The continuity equation for longshore current velocity with breaker angle adjusted for a wave-current interaction

Abstract

The continuity equation for mean longshore current velocity, V = gmT sin 2 θ b, agrees with selected field and laboratory data covering a wide range of conditions. Agreement between continuity equation and data is improved by eliminating those laboratory data which imply deep-water wave crests at angles near or greater than 90 degrees to the shoreline. Agreement between continuity equation and data is further improved by adjusting breaker angles to account for convection of the breaker point by the longshore current. Breaker point convection increases breaker angle by an amount predictable from the analysis developed here.

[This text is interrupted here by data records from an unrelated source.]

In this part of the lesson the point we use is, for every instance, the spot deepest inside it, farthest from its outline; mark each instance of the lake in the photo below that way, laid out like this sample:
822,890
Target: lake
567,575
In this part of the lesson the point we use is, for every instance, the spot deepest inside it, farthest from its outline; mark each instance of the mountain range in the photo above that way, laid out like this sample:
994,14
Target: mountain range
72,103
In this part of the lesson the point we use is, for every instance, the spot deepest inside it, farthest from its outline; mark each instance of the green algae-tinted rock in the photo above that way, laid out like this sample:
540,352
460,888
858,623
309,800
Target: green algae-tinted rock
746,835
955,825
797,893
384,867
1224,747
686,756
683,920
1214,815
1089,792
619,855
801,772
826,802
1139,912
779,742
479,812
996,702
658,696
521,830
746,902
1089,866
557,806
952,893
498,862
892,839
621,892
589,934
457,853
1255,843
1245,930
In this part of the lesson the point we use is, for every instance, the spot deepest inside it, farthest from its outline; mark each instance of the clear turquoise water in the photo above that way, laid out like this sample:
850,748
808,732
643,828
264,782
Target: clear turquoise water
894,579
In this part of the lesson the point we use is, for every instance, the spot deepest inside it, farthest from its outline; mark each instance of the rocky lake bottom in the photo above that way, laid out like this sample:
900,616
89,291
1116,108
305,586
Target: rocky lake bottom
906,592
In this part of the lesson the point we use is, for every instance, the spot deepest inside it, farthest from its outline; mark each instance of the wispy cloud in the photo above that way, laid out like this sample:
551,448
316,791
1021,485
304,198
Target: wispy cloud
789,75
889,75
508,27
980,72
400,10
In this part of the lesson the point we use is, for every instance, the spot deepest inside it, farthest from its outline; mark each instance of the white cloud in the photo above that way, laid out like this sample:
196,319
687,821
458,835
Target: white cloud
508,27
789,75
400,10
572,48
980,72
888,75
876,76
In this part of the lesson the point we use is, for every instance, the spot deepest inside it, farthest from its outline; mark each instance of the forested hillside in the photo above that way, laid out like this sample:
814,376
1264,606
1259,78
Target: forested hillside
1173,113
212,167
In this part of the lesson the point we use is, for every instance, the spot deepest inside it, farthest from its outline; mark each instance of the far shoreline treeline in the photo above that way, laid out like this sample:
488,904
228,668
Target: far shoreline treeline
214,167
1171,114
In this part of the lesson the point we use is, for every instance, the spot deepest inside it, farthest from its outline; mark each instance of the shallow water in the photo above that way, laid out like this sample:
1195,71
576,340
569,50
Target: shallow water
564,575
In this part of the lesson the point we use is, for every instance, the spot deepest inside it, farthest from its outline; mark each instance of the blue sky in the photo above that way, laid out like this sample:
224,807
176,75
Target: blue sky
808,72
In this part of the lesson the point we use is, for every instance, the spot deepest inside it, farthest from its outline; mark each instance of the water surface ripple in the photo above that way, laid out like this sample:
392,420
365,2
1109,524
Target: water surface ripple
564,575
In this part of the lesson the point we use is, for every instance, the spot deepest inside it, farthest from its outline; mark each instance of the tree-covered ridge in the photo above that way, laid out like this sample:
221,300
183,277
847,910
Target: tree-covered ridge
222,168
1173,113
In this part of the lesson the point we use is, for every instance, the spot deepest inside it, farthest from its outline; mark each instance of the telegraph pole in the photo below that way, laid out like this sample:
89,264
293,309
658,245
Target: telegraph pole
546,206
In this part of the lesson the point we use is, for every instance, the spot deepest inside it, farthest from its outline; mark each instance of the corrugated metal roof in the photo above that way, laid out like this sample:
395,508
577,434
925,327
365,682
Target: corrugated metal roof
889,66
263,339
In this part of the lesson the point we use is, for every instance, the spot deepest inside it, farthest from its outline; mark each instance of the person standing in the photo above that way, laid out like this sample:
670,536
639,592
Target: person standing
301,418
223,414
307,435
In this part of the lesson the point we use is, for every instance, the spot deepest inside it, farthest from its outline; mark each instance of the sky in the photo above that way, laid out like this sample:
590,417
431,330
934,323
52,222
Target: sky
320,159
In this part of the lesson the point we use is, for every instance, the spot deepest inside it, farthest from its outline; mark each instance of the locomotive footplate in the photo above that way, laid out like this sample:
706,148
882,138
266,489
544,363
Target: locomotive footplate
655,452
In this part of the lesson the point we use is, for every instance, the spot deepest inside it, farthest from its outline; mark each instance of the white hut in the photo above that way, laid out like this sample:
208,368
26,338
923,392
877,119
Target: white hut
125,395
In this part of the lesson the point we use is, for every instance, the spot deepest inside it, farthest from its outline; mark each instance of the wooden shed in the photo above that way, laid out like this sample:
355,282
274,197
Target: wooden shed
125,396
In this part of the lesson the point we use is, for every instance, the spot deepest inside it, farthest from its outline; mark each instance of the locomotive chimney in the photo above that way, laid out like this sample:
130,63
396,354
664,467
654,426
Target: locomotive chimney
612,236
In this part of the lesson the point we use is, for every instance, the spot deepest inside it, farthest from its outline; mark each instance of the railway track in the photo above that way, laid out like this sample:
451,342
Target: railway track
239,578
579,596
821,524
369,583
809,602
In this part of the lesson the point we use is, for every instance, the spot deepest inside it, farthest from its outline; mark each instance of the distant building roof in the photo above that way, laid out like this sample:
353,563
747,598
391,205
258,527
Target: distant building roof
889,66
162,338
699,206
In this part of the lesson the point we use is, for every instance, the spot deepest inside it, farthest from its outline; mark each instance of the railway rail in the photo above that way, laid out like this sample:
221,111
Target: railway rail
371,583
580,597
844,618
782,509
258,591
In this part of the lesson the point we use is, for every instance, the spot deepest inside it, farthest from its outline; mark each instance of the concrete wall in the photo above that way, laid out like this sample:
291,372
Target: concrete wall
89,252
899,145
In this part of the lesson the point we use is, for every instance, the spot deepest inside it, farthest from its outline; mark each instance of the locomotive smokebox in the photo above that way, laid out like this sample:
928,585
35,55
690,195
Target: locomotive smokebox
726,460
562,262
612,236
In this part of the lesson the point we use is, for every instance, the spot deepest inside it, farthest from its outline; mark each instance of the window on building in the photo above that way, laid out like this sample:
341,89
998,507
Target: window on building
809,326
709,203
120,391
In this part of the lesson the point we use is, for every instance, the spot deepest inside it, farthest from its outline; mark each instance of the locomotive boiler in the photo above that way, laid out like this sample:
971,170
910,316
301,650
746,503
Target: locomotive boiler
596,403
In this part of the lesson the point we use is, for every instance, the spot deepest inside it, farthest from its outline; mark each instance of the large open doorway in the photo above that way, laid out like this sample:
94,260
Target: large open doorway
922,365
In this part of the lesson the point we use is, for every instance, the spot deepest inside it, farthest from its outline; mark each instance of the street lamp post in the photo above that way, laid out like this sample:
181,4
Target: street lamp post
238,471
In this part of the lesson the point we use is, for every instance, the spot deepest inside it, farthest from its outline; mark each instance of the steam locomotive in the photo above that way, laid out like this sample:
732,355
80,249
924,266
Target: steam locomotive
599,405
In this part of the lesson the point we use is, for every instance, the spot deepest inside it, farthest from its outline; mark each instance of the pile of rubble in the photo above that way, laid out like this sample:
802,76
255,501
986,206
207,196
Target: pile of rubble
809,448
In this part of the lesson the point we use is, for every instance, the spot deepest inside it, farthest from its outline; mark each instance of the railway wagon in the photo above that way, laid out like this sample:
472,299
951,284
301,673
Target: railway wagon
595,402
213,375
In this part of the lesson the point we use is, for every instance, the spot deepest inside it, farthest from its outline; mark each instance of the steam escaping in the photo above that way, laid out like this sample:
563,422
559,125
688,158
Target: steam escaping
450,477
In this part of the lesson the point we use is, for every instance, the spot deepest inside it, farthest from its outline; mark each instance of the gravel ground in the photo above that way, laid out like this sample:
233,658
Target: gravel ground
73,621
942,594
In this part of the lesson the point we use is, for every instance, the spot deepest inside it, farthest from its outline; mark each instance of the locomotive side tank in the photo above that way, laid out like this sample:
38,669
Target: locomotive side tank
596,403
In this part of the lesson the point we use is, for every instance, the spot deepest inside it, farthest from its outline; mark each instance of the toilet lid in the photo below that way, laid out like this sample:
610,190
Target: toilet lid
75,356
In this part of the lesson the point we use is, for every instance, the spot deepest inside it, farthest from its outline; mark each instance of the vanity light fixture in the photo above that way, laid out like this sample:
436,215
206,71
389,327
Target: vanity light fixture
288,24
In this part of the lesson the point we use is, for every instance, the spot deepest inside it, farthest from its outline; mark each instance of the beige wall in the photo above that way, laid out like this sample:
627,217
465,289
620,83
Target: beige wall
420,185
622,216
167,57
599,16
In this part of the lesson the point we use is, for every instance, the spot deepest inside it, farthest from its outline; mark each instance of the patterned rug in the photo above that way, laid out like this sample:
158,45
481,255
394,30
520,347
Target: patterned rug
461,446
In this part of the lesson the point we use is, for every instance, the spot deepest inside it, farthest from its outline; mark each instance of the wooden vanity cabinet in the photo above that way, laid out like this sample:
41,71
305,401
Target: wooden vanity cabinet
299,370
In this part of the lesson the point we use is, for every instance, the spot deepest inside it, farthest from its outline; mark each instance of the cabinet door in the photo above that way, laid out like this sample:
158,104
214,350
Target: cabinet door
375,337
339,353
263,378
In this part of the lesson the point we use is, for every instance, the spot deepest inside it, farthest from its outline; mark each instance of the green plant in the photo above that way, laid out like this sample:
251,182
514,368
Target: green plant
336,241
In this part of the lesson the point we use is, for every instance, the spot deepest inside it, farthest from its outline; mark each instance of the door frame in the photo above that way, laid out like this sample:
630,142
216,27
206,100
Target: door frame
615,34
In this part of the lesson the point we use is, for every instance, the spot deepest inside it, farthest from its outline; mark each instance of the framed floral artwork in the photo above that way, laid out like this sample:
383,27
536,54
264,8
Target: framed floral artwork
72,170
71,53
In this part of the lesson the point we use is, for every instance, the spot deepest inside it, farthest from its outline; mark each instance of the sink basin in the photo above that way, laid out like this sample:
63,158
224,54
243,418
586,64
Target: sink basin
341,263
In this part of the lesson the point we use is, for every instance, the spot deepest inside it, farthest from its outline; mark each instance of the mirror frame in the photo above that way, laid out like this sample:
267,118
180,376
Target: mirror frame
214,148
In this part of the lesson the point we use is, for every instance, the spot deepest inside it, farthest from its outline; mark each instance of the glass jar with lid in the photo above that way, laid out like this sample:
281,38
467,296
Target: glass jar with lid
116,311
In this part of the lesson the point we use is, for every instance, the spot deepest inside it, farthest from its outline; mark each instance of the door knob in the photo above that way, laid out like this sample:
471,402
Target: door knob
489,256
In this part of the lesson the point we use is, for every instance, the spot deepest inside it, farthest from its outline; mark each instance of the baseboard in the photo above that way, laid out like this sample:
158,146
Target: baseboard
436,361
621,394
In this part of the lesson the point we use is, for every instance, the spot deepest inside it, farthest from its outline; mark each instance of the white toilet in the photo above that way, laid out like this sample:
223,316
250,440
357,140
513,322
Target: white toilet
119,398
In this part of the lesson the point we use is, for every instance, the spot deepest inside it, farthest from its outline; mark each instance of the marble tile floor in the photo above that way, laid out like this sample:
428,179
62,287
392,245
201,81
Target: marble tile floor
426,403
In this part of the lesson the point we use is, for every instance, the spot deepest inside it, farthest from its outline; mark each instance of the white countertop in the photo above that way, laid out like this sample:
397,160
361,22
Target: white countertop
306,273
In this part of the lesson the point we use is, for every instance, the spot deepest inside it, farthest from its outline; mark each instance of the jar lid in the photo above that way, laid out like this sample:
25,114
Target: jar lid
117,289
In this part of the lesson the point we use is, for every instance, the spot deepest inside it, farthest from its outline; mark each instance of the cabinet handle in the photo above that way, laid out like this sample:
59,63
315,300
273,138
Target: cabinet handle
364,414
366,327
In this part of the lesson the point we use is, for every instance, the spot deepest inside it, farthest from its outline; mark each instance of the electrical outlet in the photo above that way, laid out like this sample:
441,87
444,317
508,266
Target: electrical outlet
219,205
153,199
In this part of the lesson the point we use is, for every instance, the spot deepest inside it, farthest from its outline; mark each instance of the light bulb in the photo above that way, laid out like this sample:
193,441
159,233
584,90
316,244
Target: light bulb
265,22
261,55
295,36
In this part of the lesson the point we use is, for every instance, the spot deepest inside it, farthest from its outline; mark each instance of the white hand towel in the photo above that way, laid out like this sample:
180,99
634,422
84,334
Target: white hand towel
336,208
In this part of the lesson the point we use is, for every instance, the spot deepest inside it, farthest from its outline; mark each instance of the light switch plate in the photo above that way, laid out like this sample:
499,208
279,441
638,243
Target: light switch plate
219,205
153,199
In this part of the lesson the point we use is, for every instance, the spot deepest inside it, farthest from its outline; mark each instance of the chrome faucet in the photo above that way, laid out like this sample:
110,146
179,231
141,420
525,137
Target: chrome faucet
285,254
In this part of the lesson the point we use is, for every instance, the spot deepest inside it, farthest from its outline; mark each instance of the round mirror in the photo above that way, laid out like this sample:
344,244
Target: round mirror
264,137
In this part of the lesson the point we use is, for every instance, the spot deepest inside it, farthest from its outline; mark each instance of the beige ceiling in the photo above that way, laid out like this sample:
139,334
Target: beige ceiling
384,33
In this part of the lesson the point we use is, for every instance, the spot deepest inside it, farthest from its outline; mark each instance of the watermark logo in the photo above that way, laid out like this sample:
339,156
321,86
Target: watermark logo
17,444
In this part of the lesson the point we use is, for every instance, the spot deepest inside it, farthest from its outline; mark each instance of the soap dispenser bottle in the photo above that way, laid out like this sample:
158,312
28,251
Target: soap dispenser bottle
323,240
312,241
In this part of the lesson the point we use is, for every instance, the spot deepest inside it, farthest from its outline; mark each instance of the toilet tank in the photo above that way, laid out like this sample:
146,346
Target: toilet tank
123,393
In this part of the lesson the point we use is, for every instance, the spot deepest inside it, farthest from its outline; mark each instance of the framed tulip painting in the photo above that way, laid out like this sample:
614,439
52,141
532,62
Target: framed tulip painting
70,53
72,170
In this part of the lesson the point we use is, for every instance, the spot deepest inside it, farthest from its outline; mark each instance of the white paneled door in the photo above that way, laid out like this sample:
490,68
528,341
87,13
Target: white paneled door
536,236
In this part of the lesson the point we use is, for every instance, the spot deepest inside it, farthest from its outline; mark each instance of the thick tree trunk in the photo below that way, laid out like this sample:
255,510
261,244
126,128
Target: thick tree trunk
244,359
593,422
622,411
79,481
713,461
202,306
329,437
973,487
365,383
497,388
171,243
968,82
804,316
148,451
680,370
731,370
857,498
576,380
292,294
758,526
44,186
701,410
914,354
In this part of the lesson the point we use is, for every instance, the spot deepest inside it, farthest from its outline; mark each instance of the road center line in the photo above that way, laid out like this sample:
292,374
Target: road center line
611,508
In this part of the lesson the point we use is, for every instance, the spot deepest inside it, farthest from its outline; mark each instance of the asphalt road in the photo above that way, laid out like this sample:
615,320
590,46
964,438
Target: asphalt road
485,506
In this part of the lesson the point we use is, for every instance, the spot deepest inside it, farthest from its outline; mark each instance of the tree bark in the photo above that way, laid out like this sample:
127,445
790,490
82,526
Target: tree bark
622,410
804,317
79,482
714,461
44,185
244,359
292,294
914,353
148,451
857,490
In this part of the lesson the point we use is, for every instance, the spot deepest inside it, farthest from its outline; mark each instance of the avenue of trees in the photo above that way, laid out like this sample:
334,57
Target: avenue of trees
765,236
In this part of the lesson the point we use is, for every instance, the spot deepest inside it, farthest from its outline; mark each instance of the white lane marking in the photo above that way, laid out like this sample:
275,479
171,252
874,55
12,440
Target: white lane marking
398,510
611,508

This increase in angle is significant in those laboratory experiments with breaking wave crests at high angles to the shoreline. In the continuity equation, m is bottom slope, T is wave period, and θ b is breaker angle, but breaker height does not appear. According to radiation stress theory, mean velocity does depend on breaker height, but only weakly. Consistency between the two approaches would require a dimensionless velocity, C b/ gT, to be relatively constant, which it is. (The same dimensionless velocity appears in the analyses of breaker point convection.) The continuity equation is functionally independent of friction and mixing, in keeping with its derivation from simple conservation of mass considerations. The equation has no adjustable coefficients. The degress of agreement with data and the internal consistency of the analysis suggests that it is a good predictor of mean velocity in ordinary longshore currents.